В последний день вообще стоял невообразимый шум и гам. Сплошная суета и суматоха. Чуть что — один из спорщиков порывался убежать, и раввину приходилось удерживать своего клиента. Может, это все игра? Я уже понимал, что часто говорят одно, а имеют в виду совершенно другое. Когда злятся, говорят спокойно. А если человек доволен, то притворяется рассерженным, делает вид, что просто в бешенстве. Стоит одному раввину не прийти или задержаться, как другой перечисляет все его слабости и пороки. Однажды раввин со смешливыми глазами пришел на полчаса раньше остальных. И как начал сыпать оскорбления по адресу своего противника — остановиться не мог. «Если он — раввин, то я — английский король», — вот что он даже сказал.
Отца как оглоушили:
— Как же так можно? Мне известно, что он разрешает споры по сложным вопросам соблюдения Закона…
— Его решения! Ха…
— Но если все так, как вы говорите, такого нельзя допускать… Чтобы евреи ели трефное…
— Ну, может, он знает, как найти сноску в «Беер Хейтев»… Он, видите ли, уже и в Америке побывал.
— Что же он там делал, в Америке этой?
— Штаны шил.
Отец отер пот со лба.
— Вы это серьезно?
— Ну да.
— Наверно, он нуждался в деньгах. Ведь записано, что лучше обмывать трупы, чем просить подаяние… Работа — не позор.
— Все это так, конечно. Но далеко не каждый сапожник — рабби Иоханан.

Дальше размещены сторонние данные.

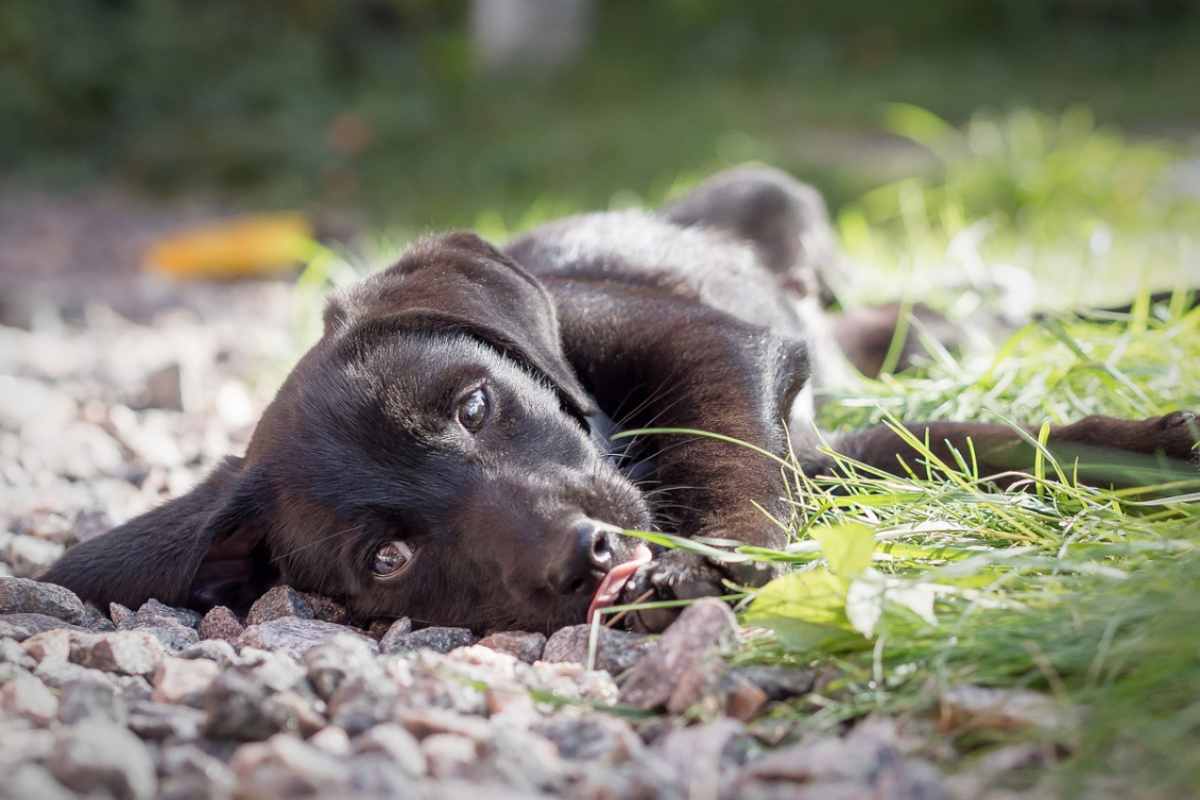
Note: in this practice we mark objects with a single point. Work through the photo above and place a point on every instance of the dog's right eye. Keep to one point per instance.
(473, 409)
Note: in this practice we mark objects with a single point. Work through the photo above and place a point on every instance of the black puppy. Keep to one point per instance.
(443, 452)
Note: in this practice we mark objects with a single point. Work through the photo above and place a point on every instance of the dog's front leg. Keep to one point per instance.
(1096, 450)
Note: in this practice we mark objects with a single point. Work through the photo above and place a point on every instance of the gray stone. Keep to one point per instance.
(1003, 709)
(439, 639)
(121, 615)
(616, 650)
(25, 596)
(360, 703)
(294, 636)
(429, 721)
(276, 671)
(864, 763)
(333, 740)
(184, 680)
(213, 649)
(397, 744)
(29, 557)
(399, 629)
(132, 687)
(191, 774)
(331, 662)
(30, 782)
(526, 762)
(699, 755)
(235, 708)
(277, 603)
(778, 683)
(11, 672)
(525, 645)
(449, 755)
(597, 739)
(160, 721)
(22, 626)
(58, 674)
(23, 744)
(95, 620)
(221, 624)
(327, 608)
(129, 653)
(54, 645)
(101, 756)
(294, 713)
(684, 663)
(174, 638)
(51, 525)
(741, 698)
(285, 767)
(155, 614)
(91, 699)
(13, 654)
(28, 697)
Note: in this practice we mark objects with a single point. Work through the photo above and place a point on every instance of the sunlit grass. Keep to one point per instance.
(1086, 595)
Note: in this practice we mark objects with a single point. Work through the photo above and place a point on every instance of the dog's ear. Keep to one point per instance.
(457, 282)
(204, 548)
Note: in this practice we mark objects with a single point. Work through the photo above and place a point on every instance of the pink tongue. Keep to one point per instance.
(610, 588)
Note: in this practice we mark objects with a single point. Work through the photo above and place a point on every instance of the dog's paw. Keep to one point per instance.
(1175, 435)
(678, 575)
(675, 575)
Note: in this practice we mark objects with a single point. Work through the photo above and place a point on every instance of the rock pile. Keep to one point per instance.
(294, 705)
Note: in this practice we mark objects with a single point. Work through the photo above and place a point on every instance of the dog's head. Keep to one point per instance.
(429, 457)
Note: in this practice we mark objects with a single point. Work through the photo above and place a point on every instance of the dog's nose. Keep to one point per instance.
(588, 558)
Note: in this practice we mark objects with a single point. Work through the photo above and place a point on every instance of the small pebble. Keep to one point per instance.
(221, 624)
(27, 596)
(522, 644)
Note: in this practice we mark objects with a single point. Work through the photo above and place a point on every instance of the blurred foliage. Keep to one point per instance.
(377, 103)
(1081, 214)
(1035, 175)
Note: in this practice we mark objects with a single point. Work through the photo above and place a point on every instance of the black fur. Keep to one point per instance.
(585, 326)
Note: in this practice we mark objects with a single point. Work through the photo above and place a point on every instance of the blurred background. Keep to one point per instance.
(127, 118)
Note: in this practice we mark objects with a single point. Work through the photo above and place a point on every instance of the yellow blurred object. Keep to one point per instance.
(253, 246)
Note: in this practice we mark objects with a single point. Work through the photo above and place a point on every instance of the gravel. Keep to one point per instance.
(103, 415)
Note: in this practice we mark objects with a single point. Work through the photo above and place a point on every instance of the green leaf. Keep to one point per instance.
(798, 636)
(847, 547)
(815, 596)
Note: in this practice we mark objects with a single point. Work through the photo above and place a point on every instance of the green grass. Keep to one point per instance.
(1087, 596)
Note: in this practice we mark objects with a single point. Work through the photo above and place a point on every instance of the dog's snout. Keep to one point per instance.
(587, 558)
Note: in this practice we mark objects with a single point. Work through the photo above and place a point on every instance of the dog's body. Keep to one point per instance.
(445, 451)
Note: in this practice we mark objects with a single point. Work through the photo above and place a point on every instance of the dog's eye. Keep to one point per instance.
(473, 409)
(391, 559)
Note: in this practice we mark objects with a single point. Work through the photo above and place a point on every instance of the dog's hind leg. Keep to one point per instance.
(1097, 450)
(784, 220)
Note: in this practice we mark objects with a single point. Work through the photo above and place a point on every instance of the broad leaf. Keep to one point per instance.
(847, 547)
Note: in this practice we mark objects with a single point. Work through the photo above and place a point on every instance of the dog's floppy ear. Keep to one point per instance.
(201, 549)
(457, 282)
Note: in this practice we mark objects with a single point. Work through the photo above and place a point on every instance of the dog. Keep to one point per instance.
(448, 450)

Отец признался матери со вздохом, что будет счастлив, сели Дин-Тойре возьмется рассудить вместо него другой раввин. Он и так слишком много времени оторван от занятий. Он уже больше не может — подумать только, потратить столько времени на всю эту неразбериху и путаницу, все эти «дроби» (так отец называл любые арифметические операции более сложные, чем сложение, вычитание и умножение). Он предвидел, что в любом случае спорщики не подчинятся его приговору. И еще он боялся, что дело в конечном счете может быть передано в гражданский суд, и тогда его, вполне вероятно, вызовут как свидетеля. Сама мысль о том, что придется стоять перед чиновниками, давать клятву на Библии, сидеть там в окружении жандармов — одна эта мысль приводила его в содрогание. По ночам он стонал, утром подымался раньше обычного, чтобы прочесть молитвы в мире и покое и успеть проглядеть хотя бы страницу из Гемары. Он ходил туда-сюда, мерил шагами свою комнату и громко, дрожащим голосом молился: «Господи, Ты дал мне душу. Сохрани ее в чистоте. Ты — Создатель, Ты сделал это. Ты дал мне дыхание, вдохнул в меня душу. Ты волен взять ее у меня, но позволь в будущей жизни возродиться душе моей…» Казалось, он не молится, а оправдывается перед Творцом Вселенной. Целовал филактерии и кисточки талеса лихорадочно, истово — не как в обычные дни.